"Down Snap, down! Stop that, or I'll thrash you," the Prince heard him say; though with such a rough hard voice and queer pronunciation that it was difficult to make the words out. "Hollo! Let's warm ourselves by a race."
They started off together, boy and dog—barking and shouting, till it was doubtful which made the most noise or ran the fastest. A regular steeple-chase it was: first across the level common, greatly disturbing the quiet sheep; and then tearing away across country, scrambling through hedges, and leaping ditches, and tumbling up and down over ploughed fields. They did not seem to have anything to run for—but as if they did it, both of them, for the mere pleasure of motion.

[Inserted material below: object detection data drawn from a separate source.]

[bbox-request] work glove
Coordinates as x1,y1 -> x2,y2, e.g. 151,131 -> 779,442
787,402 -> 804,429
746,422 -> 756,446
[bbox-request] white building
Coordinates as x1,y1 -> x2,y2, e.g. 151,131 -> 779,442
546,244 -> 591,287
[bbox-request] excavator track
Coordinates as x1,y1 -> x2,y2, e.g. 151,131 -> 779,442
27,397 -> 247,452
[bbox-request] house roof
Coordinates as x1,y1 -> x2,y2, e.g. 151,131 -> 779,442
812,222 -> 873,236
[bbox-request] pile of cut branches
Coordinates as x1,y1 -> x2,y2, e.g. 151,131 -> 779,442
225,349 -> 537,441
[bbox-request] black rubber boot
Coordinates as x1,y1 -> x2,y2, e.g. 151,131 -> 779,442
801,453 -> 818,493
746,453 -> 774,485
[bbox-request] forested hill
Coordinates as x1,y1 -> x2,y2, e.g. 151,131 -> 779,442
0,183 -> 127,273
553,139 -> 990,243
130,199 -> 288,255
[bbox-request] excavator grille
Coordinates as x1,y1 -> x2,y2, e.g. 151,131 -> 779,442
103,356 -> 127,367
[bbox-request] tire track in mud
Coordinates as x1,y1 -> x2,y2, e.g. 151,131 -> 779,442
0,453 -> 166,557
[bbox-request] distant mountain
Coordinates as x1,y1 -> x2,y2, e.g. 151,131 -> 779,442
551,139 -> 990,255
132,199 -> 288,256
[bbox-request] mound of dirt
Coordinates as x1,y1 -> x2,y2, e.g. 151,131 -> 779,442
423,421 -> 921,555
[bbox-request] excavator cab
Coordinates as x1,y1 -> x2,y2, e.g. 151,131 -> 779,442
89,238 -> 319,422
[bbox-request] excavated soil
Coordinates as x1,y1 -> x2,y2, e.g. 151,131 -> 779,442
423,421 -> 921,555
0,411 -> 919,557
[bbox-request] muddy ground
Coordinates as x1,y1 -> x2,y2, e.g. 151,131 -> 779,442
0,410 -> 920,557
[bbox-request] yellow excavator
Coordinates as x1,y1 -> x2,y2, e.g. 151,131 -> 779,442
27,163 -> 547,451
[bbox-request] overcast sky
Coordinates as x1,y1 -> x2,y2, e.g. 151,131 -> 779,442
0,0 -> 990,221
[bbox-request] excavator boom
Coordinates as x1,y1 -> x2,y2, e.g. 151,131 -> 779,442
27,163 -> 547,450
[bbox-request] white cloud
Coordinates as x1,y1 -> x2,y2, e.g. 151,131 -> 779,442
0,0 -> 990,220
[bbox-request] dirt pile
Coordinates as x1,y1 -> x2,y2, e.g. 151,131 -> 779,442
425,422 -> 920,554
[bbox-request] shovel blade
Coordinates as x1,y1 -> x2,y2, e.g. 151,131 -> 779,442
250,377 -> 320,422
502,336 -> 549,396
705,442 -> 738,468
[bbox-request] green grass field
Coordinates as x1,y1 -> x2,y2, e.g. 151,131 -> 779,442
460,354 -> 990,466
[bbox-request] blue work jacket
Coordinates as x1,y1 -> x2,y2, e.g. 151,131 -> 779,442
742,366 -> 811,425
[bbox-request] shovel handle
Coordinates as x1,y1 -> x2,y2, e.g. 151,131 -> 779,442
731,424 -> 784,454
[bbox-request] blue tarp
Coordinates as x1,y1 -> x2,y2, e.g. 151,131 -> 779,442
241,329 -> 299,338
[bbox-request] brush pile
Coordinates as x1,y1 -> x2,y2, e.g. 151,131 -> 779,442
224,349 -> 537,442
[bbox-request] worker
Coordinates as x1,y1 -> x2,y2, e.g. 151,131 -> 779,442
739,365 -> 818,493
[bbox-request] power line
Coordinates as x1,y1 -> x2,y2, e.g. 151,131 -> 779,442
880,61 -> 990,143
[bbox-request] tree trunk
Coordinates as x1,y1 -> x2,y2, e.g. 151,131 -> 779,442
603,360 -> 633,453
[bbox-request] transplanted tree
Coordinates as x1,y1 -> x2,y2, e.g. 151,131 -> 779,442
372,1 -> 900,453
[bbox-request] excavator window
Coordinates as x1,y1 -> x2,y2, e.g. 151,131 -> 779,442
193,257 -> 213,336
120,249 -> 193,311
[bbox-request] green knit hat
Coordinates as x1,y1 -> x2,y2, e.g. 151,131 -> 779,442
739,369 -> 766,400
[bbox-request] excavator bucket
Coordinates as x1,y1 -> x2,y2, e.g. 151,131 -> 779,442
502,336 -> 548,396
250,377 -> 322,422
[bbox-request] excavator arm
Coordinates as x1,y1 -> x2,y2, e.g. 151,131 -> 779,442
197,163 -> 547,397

And what a pleasure that seemed! To the dog of course, but scarcely less so to the boy. How he skimmed along over the ground—his cheeks glowing, and his hair flying, and his legs—oh, what a pair of legs he had!
Prince Dolor watched him with great intentness, and in a state of excitement almost equal to that of the runner himself—for a while. Then the sweet pale face grew a trifle paler, the lips began to quiver and the eyes to fill.

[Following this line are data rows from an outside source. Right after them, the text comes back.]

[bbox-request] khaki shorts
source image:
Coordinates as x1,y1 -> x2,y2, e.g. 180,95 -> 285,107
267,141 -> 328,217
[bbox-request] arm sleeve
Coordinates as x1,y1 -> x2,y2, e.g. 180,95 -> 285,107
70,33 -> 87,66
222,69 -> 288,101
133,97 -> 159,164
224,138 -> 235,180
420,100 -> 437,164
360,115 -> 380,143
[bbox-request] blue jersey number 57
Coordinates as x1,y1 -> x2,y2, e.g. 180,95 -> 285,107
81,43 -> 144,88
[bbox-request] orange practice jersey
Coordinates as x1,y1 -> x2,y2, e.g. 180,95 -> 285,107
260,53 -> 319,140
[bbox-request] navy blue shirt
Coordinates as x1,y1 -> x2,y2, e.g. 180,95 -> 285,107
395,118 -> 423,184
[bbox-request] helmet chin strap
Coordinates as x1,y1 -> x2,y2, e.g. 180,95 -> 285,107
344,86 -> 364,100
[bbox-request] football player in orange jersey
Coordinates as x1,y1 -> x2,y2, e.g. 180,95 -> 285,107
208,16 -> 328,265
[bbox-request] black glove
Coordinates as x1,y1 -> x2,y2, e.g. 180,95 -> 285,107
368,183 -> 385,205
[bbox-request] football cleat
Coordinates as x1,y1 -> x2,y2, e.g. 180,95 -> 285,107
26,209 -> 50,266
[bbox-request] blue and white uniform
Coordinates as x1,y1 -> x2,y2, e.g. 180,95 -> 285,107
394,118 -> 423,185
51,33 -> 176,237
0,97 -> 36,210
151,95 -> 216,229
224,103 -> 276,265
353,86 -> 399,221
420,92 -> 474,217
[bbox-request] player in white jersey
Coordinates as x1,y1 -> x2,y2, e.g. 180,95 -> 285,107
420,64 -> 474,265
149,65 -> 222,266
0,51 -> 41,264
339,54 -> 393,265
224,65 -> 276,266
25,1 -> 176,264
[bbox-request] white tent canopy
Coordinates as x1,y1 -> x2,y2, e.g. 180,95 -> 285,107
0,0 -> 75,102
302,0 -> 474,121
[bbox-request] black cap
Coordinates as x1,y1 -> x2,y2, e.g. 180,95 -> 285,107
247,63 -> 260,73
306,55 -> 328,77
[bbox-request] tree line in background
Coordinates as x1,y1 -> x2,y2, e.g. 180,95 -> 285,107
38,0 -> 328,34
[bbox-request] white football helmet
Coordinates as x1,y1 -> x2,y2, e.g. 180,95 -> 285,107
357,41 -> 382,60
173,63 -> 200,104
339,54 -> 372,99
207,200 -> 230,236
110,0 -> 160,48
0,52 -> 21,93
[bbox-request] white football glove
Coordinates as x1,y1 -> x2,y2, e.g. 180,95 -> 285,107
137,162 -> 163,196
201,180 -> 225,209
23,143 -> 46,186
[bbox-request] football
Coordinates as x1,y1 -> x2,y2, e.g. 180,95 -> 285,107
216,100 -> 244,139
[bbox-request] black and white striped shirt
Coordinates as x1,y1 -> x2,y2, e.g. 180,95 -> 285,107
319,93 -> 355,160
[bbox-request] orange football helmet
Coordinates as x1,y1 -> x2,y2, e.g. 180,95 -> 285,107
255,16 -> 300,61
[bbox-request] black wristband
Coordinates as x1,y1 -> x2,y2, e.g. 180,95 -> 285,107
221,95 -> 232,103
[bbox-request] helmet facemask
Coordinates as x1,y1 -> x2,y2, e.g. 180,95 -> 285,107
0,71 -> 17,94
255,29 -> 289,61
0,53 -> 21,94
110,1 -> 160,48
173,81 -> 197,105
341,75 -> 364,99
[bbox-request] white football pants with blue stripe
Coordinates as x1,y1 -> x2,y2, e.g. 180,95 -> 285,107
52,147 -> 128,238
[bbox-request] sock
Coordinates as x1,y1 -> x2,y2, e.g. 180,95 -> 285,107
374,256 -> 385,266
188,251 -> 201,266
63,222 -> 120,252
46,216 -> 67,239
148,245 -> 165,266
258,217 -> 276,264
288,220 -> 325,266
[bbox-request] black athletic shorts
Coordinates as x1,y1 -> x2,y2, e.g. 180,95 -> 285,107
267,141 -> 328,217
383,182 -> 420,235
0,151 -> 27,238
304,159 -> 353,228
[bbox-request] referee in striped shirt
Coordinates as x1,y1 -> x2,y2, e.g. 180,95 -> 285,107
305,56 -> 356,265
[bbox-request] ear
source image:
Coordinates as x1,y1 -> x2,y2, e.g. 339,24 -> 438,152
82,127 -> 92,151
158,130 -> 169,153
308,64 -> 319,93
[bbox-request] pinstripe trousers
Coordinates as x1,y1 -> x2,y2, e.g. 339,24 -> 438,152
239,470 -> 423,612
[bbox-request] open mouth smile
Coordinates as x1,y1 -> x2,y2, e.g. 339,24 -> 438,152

"How nice it must be to run like that!" he said softly, thinking that never—no, never in this world—would he be able to do the same.
Now he understood what his godmother had meant when she gave him his travelling-cloak, and why he had heard that sigh—he was sure it was hers—when he had asked to see "just one little boy."
"I think I had rather not look at him again," said the poor little Prince, drawing himself back into the centre of his cloak, and resuming his favourite posture, sitting like a Turk, with his arms wrapped round his feeble, useless legs.
"You're no good to me," he said, patting them mournfully. "You never will be any good to me. I wonder why I had you at all; I wonder why I was born at all, since I was not to grow up like other little boys. Why not?"